Monday, May 05, 2003


Wisdom of the Grasshoppers


or Zen and the Art of Grasshopper maintenance

As part of my official lab duties, I am one of the Keepers of the Grasshoppers. Ours is a spider lab: and at any given time there are hundreds of spiders in the midst of experiments. Most of these spiders are Stegodyphus lineatus.
These spiders need to be fed. Because spiders eat live prey, we maintain a series of prey items. We use Grasshoppers, Crickets and Drosophila flies to feed the spiders. I am one of the three in charge of the Grasshoppers, the other two being Alex and Michal. Over the last one and a half year I have grown accustomed to feeding the Grasshoppers and maintaining the cages etc. We have 5 cages for Grasshoppers: 2 juveniles, 1 sub-adult, 1 Adult,1 breeders. Because the spiders are rather small, they cannot handle large Grasshoppers and hence we feed them with Juveniles only. My duties involve cutting grass from the campus, putting grass in cages, transferring the Chosen Ones- the individuals that go on to become the Breeders and once a week, cleaning the cages and transferring the Egg-laying containers for the Juveniles to hatch. The following is a set of 9 benefits of Grasshopper Maintenance, which will help you to attain Zen-like enlightenment.

1.Humility: Nothing teaches you humility better than the realization that you are cleaning out Grasshopper Shit. There is a famous episode in Indian History wherein Mahatma Gandhi taught humility to his wife Kasturba by forcing her to clean out toilet bowls (forbidden to Brahmins). Well this is one step higher.

2.Cycles: You learn to appreciate cycles in nature. Things are born, they grow, the lucky ones are transferred, they mate, they lay eggs, and they die. It is all part of the Karmic worldview.

3.Freedom is Illusory: Famously known as the Maya principle by the ancient Hindu sages, the fact that Grasshoppers live their entire life cycle, generations after generations within the cages show you that all existence is illusory. You may think that life is good: free food, free sex and good company, but true freedom lies outside the confines of the glass cages.

4.Humans can get used to anything (or This Too Shall Pass): When I came into the lab, every time I had to feed the Grasshoppers I had an allergic attack. But with time, this too faded away and now I can do the treatment without a face mask. With time, everything becomes tolerable and everything ends.

5.Awareness of the surroundings: I live in a small campus. But even in this small bubble, I know people who have not ventured out beyond the usual commute from home to office. But because of the Grasshoppers I have been forced to avoid this monotonous fate. In order to cut grass, I need to find grass. For this, I needed to roam all over the campus, discovering so many pleasant things and places that would be invisible to the normal desert dwelling sedeboquerian. I also realize the passing of the seasons, the times when grass is plentiful and times when they are not.

6.Responsibility: The knowledge that several hundred creatures depend upon you for their food and that several hundred spiders depend upon these for their food brings responsibility and a profound respect for living beings. Even a single juvenile that has escaped the cage for the nth time is important in the grand scheme of things.
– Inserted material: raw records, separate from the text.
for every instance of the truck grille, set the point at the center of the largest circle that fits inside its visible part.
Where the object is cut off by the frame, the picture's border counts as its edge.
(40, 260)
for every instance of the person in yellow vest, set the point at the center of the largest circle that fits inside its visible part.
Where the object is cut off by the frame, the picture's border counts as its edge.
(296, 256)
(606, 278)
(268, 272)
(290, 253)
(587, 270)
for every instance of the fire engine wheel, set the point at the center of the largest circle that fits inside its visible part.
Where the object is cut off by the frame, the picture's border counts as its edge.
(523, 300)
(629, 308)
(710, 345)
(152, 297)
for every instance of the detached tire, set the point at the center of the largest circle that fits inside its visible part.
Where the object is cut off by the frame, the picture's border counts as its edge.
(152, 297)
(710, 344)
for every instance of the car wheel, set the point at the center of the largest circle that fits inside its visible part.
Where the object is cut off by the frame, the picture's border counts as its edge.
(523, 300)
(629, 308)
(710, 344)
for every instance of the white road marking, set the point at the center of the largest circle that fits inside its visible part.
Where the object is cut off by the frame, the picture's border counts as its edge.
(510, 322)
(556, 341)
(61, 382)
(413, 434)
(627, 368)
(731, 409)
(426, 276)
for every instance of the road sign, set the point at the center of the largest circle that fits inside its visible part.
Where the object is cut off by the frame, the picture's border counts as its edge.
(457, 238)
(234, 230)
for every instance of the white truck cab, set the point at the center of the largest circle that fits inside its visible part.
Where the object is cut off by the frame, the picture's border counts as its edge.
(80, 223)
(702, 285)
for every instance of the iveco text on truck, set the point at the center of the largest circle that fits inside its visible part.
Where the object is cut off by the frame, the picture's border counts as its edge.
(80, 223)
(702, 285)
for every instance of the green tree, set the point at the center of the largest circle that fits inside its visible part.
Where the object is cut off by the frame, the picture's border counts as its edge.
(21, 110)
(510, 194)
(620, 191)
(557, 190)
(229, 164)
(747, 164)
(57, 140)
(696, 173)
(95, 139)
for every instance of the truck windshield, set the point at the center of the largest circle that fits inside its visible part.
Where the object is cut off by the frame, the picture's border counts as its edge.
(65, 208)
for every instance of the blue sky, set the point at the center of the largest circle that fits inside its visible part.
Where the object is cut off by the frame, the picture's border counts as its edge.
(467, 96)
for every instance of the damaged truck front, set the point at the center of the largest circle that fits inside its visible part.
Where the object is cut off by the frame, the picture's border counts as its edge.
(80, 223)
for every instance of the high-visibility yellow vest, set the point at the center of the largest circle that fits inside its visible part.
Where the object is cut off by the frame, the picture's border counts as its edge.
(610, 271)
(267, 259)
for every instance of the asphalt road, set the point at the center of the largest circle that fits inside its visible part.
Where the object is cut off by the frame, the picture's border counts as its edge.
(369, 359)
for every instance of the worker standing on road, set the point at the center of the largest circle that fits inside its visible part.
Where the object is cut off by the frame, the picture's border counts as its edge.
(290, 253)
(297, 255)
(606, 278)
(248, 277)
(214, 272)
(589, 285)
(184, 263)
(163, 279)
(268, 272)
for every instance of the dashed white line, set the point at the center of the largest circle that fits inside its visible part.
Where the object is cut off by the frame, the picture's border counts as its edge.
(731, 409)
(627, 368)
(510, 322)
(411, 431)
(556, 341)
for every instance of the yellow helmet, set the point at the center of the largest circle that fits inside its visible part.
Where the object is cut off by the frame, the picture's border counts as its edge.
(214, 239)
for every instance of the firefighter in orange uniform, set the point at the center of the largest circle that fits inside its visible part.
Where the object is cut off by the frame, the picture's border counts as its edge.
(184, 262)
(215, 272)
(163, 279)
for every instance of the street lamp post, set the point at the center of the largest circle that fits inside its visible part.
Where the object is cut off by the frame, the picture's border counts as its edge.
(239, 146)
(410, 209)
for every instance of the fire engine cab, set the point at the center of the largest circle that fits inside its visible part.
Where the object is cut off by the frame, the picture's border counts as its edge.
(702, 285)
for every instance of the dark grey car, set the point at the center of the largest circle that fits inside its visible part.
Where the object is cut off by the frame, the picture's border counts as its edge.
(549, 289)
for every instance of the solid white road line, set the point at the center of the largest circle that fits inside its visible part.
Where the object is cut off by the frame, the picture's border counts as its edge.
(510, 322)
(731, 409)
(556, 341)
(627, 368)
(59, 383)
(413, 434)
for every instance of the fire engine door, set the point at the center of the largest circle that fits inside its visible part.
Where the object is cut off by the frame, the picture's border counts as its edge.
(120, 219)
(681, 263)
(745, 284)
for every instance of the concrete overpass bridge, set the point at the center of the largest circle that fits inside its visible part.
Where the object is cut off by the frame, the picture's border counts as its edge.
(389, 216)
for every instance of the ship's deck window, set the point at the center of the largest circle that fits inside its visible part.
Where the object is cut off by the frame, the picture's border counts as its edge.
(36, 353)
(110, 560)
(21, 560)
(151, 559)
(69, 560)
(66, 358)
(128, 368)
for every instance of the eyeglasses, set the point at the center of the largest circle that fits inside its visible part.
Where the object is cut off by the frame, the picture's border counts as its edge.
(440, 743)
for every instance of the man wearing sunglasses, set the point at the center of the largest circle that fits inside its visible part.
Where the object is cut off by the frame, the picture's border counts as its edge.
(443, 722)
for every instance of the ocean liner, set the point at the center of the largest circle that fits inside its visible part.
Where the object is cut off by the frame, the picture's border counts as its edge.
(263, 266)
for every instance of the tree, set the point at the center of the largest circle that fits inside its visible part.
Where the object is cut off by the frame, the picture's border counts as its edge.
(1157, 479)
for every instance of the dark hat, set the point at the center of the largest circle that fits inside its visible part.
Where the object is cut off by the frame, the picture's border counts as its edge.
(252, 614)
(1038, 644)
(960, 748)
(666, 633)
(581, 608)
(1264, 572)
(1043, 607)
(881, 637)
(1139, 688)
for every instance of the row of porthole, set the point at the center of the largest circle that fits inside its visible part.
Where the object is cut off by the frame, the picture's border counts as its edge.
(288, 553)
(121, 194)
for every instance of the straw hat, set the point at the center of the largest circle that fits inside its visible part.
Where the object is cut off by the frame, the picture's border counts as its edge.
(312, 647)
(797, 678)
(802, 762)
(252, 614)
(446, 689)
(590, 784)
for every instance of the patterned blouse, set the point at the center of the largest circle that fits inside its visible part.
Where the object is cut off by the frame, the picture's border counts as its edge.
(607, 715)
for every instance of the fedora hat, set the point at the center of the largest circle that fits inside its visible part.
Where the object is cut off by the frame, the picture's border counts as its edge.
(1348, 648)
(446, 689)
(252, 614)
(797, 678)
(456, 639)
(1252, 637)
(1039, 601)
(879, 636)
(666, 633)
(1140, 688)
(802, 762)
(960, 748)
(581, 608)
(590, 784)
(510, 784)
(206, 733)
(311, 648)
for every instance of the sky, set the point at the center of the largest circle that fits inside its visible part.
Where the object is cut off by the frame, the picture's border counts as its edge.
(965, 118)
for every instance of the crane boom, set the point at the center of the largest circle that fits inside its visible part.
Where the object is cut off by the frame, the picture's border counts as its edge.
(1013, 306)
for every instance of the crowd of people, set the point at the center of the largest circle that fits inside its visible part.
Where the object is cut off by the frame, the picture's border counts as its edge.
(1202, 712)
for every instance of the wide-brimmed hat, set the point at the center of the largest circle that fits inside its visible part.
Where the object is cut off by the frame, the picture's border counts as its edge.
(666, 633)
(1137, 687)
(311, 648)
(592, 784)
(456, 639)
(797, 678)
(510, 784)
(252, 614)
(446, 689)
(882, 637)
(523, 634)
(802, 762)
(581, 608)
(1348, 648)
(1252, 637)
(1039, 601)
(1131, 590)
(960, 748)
7.Small changes have profound consequences: A different grass species can bring death in its wake. Forgetting to water the anti-ant guard can result in an invasion. The system is sensitive and reacts like a living being. A butterfly flapping its wings in the Pacific can bring about a hurricane in the Atlantic.

8.Respect: So they eat their siblings, they eat their dead siblings, they have orgies like never before seen by human eye, so they mate with dead females…so what. Respect other cultures. Never mind if you occasionally find heads lying among the grass. Its part of their culture. You are just the keeper, the god outside the machine.

9.Team Work: No man is an island. The Grasshoppers are maintained only due to the work you put in, and the work of others. Good communication is vital. Row together and you will reach your destination. Row alone and you upset the boat.